Sergei Mikhailovich Prokudin-Gorskii was a Russian photographer who pioneered color photography in the early 20th century. He captured thousands of color images, each created by taking three exposures of a scene on a glass plate using red, green, and blue filters. These photos were later digitized and made publicly available, with the blue, green and red color plates aligned from top to bottom. This project explores the alignment of different color plates and other image processing techniques to restore and enhance the quality of the images.

Color Alignment

The photos in the dataset consist of blue, green, and red plates stacked vertically, so before alignment, the original photos are divided into thirds. Each photo is imported as a two-dimensional matrix, where float values between 0 and 1 represent the intensity of the red, green, or blue channels. To separate the color channels, we divide the height of the matrix by 3 and assign each third of the matrix to b, g, and r from top to bottom, representing the blue, green, and red plates, respectively. Note that later, these are stacked in the more common order: red, green, and blue.

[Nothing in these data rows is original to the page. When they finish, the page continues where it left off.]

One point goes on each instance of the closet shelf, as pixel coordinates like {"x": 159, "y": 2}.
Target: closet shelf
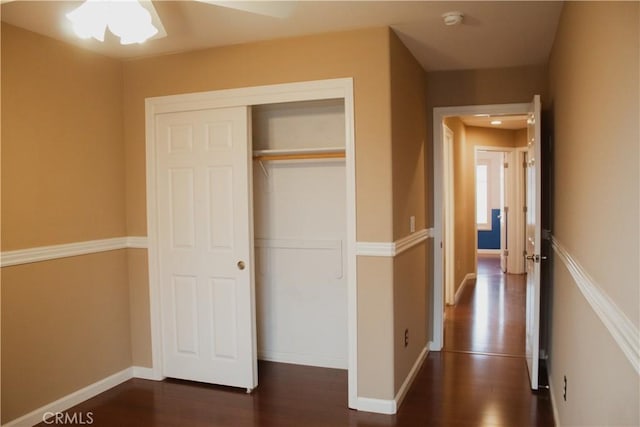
{"x": 300, "y": 154}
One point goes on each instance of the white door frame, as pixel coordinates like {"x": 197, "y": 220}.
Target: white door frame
{"x": 257, "y": 95}
{"x": 439, "y": 114}
{"x": 449, "y": 213}
{"x": 515, "y": 201}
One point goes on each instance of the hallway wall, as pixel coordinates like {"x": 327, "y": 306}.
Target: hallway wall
{"x": 594, "y": 75}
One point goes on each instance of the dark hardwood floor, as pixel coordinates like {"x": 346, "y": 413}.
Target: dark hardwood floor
{"x": 479, "y": 379}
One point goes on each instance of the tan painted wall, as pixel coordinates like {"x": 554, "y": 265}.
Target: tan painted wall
{"x": 65, "y": 323}
{"x": 478, "y": 87}
{"x": 594, "y": 87}
{"x": 375, "y": 328}
{"x": 466, "y": 139}
{"x": 408, "y": 132}
{"x": 351, "y": 54}
{"x": 62, "y": 143}
{"x": 363, "y": 55}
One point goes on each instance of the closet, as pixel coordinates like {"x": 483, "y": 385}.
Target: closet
{"x": 299, "y": 205}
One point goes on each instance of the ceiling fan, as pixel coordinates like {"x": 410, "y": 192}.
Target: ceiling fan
{"x": 136, "y": 21}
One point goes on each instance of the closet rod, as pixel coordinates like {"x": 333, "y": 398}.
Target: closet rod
{"x": 299, "y": 156}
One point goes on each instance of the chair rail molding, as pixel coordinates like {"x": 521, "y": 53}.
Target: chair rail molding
{"x": 65, "y": 250}
{"x": 623, "y": 331}
{"x": 392, "y": 249}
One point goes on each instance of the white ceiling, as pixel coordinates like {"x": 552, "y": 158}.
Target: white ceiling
{"x": 493, "y": 34}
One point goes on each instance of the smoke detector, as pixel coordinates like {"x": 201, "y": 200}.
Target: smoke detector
{"x": 452, "y": 18}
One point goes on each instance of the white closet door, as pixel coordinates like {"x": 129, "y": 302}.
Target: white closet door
{"x": 205, "y": 246}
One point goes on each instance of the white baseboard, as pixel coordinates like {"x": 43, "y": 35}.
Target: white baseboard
{"x": 554, "y": 405}
{"x": 383, "y": 406}
{"x": 145, "y": 373}
{"x": 73, "y": 399}
{"x": 406, "y": 385}
{"x": 469, "y": 276}
{"x": 303, "y": 359}
{"x": 378, "y": 406}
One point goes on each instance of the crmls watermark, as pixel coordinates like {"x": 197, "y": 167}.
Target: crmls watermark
{"x": 74, "y": 418}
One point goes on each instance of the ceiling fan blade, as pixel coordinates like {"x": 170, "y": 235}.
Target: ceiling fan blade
{"x": 274, "y": 9}
{"x": 155, "y": 19}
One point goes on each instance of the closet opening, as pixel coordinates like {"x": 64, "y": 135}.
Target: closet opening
{"x": 300, "y": 232}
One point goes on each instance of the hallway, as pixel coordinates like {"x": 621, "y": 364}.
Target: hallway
{"x": 479, "y": 379}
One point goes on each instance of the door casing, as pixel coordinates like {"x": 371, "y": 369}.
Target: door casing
{"x": 439, "y": 114}
{"x": 258, "y": 95}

When stacking the plates, it becomes apparent that they do not align properly, resulting in a colored but blurry photo. However, aligning these plates is not too difficult. While color intensities may vary locally across different areas of the photo, they generally follow similar shapes. One approach is to calculate the difference between two color channels and score this difference to assess how well the plates are aligned. There are several methods to compare two photos as two-dimensional matrices. Two such methods are:

Sum of Squared Differences (SSD)

np.sum((image1 - image2) ** 2)

Normalized Cross-Correlation (NCC)

na = a.ravel() / np.linalg.norm(a)
nb = b.ravel() / np.linalg.norm(b)
return np.dot(na, nb)

Due to normalization, NCC (Normalized Cross-Correlation) is particularly useful when dealing with varying illumination and texture. In contrast, SSD (Sum of Squared Differences) involves simpler operations and is more appropriate when uniformity and speed are priorities. NCC was used to produce the results. The approach involves comparing different transformations of a photo with a reference and scoring these transformations to select the one with the best alignment. For simplicity, the red and green plates were translated left to right and top to bottom within an arbitrary pixel window [-15, 15] and compared to the blue plate, which served as the reference photo.

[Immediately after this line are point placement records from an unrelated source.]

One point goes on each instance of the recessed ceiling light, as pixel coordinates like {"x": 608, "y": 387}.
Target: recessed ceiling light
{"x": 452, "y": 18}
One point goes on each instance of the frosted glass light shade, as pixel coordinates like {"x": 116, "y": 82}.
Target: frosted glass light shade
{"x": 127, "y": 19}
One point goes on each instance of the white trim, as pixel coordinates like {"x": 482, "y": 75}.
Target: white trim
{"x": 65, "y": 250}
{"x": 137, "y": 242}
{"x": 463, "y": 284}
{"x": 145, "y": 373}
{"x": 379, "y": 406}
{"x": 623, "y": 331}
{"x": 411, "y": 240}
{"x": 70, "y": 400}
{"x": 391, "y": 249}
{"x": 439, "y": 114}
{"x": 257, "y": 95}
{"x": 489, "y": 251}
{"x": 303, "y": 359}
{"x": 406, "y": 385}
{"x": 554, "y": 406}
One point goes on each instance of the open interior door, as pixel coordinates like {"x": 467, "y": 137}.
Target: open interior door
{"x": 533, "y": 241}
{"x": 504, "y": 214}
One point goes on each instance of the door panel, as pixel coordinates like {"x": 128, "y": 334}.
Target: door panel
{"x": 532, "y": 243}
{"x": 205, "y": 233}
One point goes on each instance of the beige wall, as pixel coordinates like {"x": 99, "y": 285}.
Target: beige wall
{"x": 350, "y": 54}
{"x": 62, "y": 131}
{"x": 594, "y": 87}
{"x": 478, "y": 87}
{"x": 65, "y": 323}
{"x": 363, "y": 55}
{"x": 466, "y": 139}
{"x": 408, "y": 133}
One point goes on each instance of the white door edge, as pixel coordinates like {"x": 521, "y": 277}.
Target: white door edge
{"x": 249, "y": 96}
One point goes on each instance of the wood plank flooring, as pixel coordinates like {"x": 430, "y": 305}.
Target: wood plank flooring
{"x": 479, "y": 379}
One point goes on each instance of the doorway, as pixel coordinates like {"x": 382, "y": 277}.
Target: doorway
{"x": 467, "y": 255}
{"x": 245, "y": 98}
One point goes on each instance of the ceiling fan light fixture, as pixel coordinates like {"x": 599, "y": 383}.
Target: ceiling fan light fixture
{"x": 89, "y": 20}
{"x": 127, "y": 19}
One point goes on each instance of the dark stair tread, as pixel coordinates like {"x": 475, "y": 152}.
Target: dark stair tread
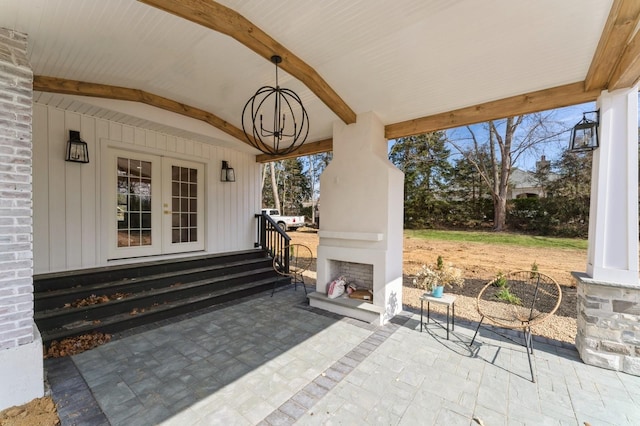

For higher-resolution images, a fixed window size may not be suitable, as misalignment could be more significant, making a window size of 15 pixels inadequate relative to the image's height and width. A naive approach would be to increase the window size, but this can be inefficient, as the algorithm's complexity grows as O(n^2) with the window size, leading to long processing times. An alternative is to use an image pyramid, which involves downsizing the original photo (or set of photos) by a scaling factor and working with lower-resolution images first before moving to higher-resolution images. This approach allows for an initial prediction of the expected transformation on the lower-resolution images. This predicted transformation is then scaled according to the resizing factor of the pyramid and used as an estimate for alignment when re-running the algorithm on the higher-resolution images.

Edge Alignment

The alignment technique faces challenges due to differences in illuminance between the color plates, which can lead to poor scoring even if the photos are correctly aligned. To address this, edge detection is used to focus on the structural features of the images rather than their color intensity.

The Canny edge detection method is effective in this context. It begins by smoothing the image to remove noise, then detects areas with significant intensity changes to identify edges. These edges are refined by thinning them and applying threshold levels to classify them as strong or weak. Weak edges are connected to strong ones if they belong to the same boundary, resulting in a clear outline of the shapes in the image.

Using the edge-detected images, which have the same dimensions as the originals, allows for more accurate alignment. The transformations inferred from these edge-detected images are then applied to the original photos. This method ensures that alignment is based on consistent structural features, which helps improve accuracy despite variations in illuminance.

Results

Cropping

The results may include unwanted borders due to the black edges of the plates and residual misalignment. To address this, a cropping algorithm can be developed to remove unnecessary empty space around the main content of an image. The process begins by detecting edges in the image, which highlights areas with significant changes in color or brightness. Once the edges are identified, the algorithm examines a smaller square region from spaced out from the walls of the image. It then scans outward from these regions to determine where the important content begins, based on the strength of the edges. After identifying the boundaries of the main content, the algorithm crops the image to focus only on that area, effectively removing the excess borders. The result is a more tightly framed image that highlights the subject without the distraction of unwanted borders.

Note that these unwanted borders are noise to our scoring methods, so plate images were cropped by a factor of 2 to run the alignment.